Previously, it was only because of the views of the Statue of Liberty, the Brooklyn Bridge, and the skyline. Nowadays, Manhattan's cold wall of glass and steel is still an impressive backdrop, but it is also a little unnecessary because of the beauty of the river's local side. We stop briefly to start a youth team at one of the moorings, but then approach us more and more at the foot of the bridge and sit down on the bank of the river and watch the hustle and bustle.

From trendy boutiques and restaurants in Williamsburg over the picturesque sandstone houses in Brooklyn Heights, Park Slope, and Cobble Hill, Brooklyn also offers a refreshingly different New York feeling. Neighborhoods like Carroll Gardens, Park Slope, and Williamsburg all have their own charm, and there is a lot to explore everywhere. Tourists who think a day in Brooklyn is enough to have seen everything, are happy to be laughed at.

The district is changing. For several years, the hotel density in Brooklyn has grown significantly. From bed & breakfast to boutique hotels to large hotel chains with a comprehensive service are numerous accommodations available.

Art at the Brooklyn Museum

The Brooklyn Museum is the second largest museum in New York after the Metropolitan. The architecture and the imposing entrance are in no way inferior to the big brother in Manhattan. In addition to works of American art history, there are mainly African and Far Eastern art collections, often complemented by special exhibitions of modern art.

The Brooklyn Museum offers a museum visit of the other kind on the first Saturday of the month from 5 pm - 11 pm. In addition to art, there is the beer, wine, snacks and always changing live music.

Williamsburg - Brooklyn's hipster district

Young and hip, the district of Williamsburg in Brooklyn is regarded as a hipster par excellence. The survival is correspondingly varied.

Suburbs in Ditmas Park

Between the Victorian mansions with a shaded lawn, the rocking chair on the porch, and the "beware of the dog" sign, you quickly forget that the Ditmas Park district belongs to New York City. Skyscrapers, tourists and urban bustle seem far away. Of the approximately 200 houses that were collectively built in early 1900, none is the same. Despite their different colors and peculiarities, they give a uniform image that is well-kept, well-being, peaceful.
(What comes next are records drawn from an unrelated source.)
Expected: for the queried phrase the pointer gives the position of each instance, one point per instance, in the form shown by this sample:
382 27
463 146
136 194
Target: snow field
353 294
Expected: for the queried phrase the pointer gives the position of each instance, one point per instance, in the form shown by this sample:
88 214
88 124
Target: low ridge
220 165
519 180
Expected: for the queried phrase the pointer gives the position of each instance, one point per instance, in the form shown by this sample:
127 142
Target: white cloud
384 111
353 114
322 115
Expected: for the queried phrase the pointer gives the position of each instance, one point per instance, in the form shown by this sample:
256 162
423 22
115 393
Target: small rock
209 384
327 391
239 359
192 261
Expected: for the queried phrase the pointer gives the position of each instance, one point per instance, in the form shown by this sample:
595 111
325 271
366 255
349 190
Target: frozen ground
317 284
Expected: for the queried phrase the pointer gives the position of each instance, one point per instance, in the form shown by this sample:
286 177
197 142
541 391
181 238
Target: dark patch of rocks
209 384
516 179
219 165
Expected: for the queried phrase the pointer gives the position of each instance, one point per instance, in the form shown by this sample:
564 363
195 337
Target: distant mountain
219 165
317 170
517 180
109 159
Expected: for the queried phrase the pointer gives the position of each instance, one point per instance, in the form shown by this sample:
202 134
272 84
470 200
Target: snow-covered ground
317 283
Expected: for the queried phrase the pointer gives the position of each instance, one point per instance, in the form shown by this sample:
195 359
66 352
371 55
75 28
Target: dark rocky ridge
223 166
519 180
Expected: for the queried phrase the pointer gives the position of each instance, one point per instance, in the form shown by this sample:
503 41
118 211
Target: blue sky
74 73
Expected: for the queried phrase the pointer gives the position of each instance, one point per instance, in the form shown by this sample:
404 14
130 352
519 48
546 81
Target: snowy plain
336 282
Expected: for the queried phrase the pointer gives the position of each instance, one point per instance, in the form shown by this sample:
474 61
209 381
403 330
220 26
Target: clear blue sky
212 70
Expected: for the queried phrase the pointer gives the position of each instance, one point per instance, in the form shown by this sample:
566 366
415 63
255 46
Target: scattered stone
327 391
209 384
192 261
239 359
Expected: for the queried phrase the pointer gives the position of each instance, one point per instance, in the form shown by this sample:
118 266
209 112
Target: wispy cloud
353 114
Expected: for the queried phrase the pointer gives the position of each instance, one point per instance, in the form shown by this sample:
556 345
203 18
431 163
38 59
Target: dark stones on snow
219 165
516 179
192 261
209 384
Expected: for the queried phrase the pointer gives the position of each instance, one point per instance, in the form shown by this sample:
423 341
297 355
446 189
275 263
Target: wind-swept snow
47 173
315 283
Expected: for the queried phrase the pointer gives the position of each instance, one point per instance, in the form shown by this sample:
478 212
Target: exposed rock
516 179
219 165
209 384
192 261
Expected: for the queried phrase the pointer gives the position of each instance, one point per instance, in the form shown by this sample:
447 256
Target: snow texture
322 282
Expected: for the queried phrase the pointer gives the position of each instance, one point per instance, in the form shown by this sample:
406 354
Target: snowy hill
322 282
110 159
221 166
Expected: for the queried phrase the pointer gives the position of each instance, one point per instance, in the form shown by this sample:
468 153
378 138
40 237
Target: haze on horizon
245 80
Brooklynites whistle at cosmopolitans, chic clubs, and designer clothes. They prefer to throw themselves in jeans and check shirt, trim their beard and look forward to a well-deserved dinner.

Attractions in Brooklyn

Of course, Brooklyn also has attractions that are not to be missed on the trip to New York. The Brooklyn Bridge is the most famous of it. Walking once over the bridge should definitely be on your list. For basketball fans, the Brooklyn Nets are a highlight, because the club of the NBA has found its home in the Barclays Center.

To relax you should visit the Brooklyn Bridge Park and the Brooklyn Botanical Garden. The Brooklyn Museum, as mentioned above, is the second-largest museum in New York.
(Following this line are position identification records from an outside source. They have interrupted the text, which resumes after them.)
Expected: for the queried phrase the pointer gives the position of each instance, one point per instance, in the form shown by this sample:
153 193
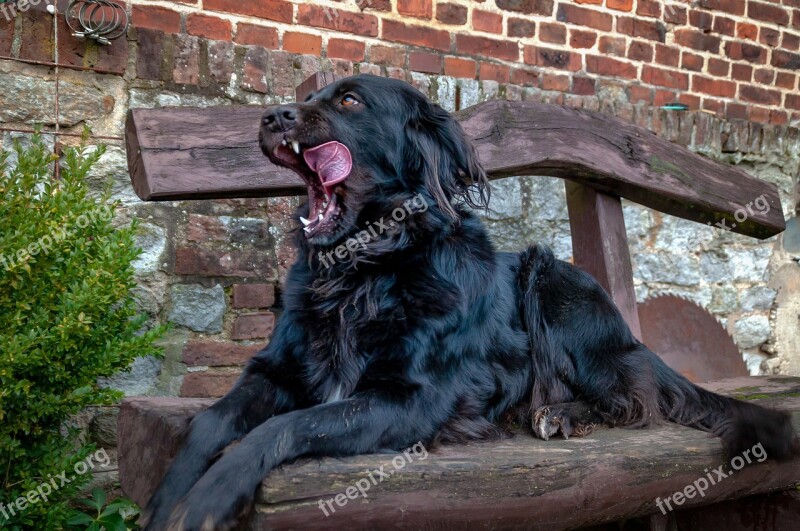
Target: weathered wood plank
600 246
520 482
187 153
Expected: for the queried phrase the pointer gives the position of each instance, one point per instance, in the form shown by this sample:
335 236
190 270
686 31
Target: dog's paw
552 420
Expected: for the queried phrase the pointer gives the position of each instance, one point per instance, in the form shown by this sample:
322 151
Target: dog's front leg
247 405
362 424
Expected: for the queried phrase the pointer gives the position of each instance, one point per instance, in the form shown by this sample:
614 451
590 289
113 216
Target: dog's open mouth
323 167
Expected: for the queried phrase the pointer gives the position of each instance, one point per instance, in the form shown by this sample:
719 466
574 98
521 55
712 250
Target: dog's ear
439 153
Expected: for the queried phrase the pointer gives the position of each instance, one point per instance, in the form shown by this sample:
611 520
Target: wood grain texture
600 247
518 483
188 153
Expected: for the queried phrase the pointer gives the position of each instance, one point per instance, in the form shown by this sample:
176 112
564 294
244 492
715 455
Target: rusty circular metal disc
689 339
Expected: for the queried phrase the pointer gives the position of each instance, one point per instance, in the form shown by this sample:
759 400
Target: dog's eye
349 100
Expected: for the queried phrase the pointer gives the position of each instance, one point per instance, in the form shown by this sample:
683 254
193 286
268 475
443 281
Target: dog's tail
583 349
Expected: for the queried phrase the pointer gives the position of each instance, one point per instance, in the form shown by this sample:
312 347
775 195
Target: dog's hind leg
571 419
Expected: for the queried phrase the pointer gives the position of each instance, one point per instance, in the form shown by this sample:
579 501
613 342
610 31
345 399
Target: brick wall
213 268
735 58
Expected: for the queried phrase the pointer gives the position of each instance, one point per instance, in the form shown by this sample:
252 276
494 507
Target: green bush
67 318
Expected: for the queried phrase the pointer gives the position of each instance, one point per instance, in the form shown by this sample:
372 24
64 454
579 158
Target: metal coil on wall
99 20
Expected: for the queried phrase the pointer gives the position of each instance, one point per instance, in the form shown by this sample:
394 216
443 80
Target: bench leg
600 246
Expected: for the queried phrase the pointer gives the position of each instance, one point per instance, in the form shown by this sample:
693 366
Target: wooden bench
187 153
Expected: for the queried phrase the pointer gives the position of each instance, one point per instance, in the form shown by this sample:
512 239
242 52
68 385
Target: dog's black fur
427 334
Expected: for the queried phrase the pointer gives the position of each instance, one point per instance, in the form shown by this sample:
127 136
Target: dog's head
364 146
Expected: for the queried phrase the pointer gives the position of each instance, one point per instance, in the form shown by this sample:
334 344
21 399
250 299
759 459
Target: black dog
402 324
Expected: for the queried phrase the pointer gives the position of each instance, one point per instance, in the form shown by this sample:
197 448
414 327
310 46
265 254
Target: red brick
472 45
786 80
303 43
155 17
759 95
742 72
767 13
648 8
792 101
553 32
519 27
459 67
764 76
253 295
524 78
713 87
555 82
583 86
667 56
769 36
724 26
494 72
742 51
718 67
253 325
698 40
415 8
562 59
620 5
245 264
209 27
533 7
734 7
675 14
418 35
608 66
736 111
486 21
665 78
429 63
584 17
387 55
612 45
690 61
790 41
346 49
279 10
335 19
452 14
217 354
652 30
787 60
256 35
637 94
701 19
582 39
207 384
745 30
640 51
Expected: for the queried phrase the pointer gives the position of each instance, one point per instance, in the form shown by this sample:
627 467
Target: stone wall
213 268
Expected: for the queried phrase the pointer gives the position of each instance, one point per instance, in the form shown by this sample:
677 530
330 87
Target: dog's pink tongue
331 161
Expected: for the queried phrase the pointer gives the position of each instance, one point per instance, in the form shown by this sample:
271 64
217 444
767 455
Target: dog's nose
280 118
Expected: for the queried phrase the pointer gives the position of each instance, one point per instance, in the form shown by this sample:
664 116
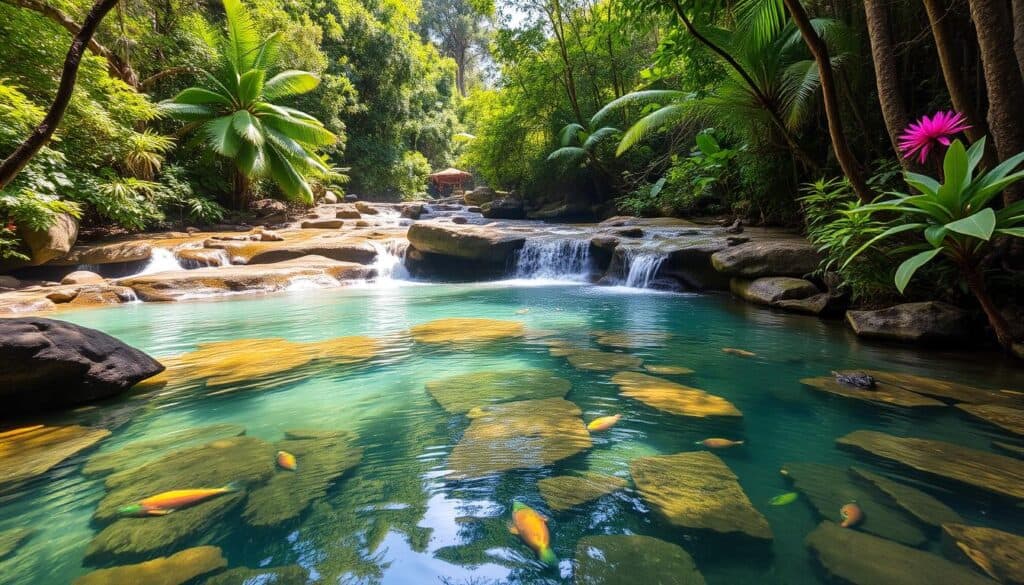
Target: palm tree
238 118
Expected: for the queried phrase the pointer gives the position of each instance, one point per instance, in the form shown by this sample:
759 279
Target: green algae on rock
829 488
853 556
629 559
519 434
321 462
672 398
564 492
980 469
697 491
998 553
175 570
461 392
140 452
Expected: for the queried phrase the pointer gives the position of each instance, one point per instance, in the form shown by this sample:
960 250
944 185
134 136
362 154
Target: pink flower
922 136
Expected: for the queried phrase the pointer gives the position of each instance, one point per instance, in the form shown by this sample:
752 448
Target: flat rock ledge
979 469
852 556
697 491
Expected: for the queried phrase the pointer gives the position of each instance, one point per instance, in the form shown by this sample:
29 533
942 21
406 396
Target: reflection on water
400 479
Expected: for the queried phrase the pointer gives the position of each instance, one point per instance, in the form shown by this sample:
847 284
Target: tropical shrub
954 221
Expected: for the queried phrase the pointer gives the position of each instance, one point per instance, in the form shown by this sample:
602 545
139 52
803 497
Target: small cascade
554 259
390 262
161 260
641 266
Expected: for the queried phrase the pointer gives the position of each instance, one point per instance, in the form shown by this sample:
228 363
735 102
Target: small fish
532 529
167 502
851 514
287 461
719 443
783 499
604 422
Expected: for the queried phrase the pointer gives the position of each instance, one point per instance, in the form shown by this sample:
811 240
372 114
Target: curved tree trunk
1003 80
116 65
44 131
847 160
887 73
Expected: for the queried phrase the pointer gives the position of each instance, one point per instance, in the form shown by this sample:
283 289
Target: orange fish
719 443
604 422
287 461
851 514
532 529
167 502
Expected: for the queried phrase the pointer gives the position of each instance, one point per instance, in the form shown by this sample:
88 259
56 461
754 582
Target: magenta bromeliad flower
922 136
The size of Brooklyn can only be seen, what complexity one expects if one wants to explore the sights. The Brooklyn Bridge, the home of the Brooklyn Nets - the Barclays Center, the Brooklyn Bridge Park, the Greenwood Cemetery, the Brooklyn Botanic Garden, the Brooklyn Museum. It is a long list. There is much to see in Brooklyn.

Security: Is Brooklyn dangerous?

Brooklyn was considered a problem area for many years with a high crime. These times are long gone. Every year, Brooklyn is safer, and New York is now one of the safest cities in the world. Ask local residents, which corners of Brooklyn are best avoided after dark.

1 comment:

Jeevan said...

Lovely describe about this floating city! The thing about the pink is pretty.